A Northfleet driving instructor had to cancel five lessons as he was unable to top up his tank amid ongoing fuel shortages.

Peter Atkins, 55, who travels up to 100 miles a day, was forced to reschedule the £60 sessions, having failed to find any petrol for this week.

The Petrol Retailers Association (PRA) said while the Army have been called in to help deliver fuel to forecourts and there is a “marked improvement” in the situation across most of the country, London and the South East have only seen a marginal” improvement.

He said: “I don’t know why people are being the way they are. It’s getting beyond a joke – cancelling lessons and moving lessons and having extra hours on people’s lessons.

News Shopper: A tanker driver makes a fuel delivery at a petrol station in south London (PA)A tanker driver makes a fuel delivery at a petrol station in south London (PA)

“I went out yesterday to get some petrol for this week and couldn’t find any. I’m losing money and it’s getting beyond a joke.”

Mr Atkins added because the test centre in Gravesend was removed a decade ago, despite attempts to get the Government to reconsider their decision, he has to go to Sidcup most of the time, which is about 15 miles from his house.

“Some days I go 100 miles a day, going back and forth. I average about 35 to 40 miles per pupil. Sometimes I have to fill up more than twice a week.”

The PRA said its survey of a quarter of all independent petrol stations in Great Britain on Monday morning showed that around a fifth of these sites around London and the South East remained without fuel.

When it comes to the rest of the country that figure was 8%, said the PRA, adding that 86% of sites surveyed have both petrol and diesel available.

The association represents independent forecourts across the UK and works with around 80% of all motorway services areas.

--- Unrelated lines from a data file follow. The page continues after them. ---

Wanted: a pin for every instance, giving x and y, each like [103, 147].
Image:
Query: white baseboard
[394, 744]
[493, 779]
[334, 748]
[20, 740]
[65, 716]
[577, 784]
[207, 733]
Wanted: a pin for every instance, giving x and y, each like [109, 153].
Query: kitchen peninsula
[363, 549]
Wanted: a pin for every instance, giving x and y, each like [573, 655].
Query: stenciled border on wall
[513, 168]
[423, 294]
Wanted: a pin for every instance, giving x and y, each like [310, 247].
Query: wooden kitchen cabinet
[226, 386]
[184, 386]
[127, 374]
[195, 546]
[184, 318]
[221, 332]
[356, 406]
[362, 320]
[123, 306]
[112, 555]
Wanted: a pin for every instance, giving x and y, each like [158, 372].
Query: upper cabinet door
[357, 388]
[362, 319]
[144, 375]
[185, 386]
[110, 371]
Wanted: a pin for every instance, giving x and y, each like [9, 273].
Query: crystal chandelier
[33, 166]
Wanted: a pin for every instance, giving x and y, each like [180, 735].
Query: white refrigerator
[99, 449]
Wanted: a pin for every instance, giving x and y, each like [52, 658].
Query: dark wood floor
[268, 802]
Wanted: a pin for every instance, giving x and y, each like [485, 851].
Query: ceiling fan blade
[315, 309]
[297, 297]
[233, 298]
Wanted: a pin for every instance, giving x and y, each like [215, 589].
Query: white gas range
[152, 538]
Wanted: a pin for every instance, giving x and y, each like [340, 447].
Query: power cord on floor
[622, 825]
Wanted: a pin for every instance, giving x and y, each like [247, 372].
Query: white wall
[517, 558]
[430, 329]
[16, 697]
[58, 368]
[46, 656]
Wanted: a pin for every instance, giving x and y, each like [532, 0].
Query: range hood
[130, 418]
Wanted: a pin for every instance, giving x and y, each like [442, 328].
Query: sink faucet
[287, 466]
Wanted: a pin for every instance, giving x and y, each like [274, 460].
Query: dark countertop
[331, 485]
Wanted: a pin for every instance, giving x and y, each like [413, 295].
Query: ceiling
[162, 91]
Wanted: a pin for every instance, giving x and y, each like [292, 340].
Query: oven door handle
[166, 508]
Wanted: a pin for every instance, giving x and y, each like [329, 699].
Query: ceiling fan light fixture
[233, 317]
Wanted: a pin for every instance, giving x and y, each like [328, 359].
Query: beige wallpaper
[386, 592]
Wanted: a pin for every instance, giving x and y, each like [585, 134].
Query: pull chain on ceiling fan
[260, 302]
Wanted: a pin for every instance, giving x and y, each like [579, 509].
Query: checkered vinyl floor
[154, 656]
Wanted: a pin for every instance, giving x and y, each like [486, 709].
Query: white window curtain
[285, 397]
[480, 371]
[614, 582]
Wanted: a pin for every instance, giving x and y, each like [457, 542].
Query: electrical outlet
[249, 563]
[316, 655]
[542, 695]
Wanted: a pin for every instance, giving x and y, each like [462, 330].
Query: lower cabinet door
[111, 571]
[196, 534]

Gordon Balmer, executive director of the PRA, said it is “grateful” that the Government has brought in military drivers to make deliveries but called for more action to address “the needs of disproportionately affected areas”.

He said: “Today’s figures show the situation is still challenging around London and the South East despite a marginal improvement: 62% of the sites surveyed have both grades of fuel (petrol and diesel) available, 18% have only one grade and 20% are dry.

“Across the rest of the country, however, there has been a marked improvement since yesterday with 86% of sites having both grades of fuel thanks to steady deliveries and stabilising demand, 6% having only one grade and 8% being dry.

“We are grateful for the support lent by the Government through their provision of military drivers, although further action must be taken to address the needs of disproportionately affected areas”.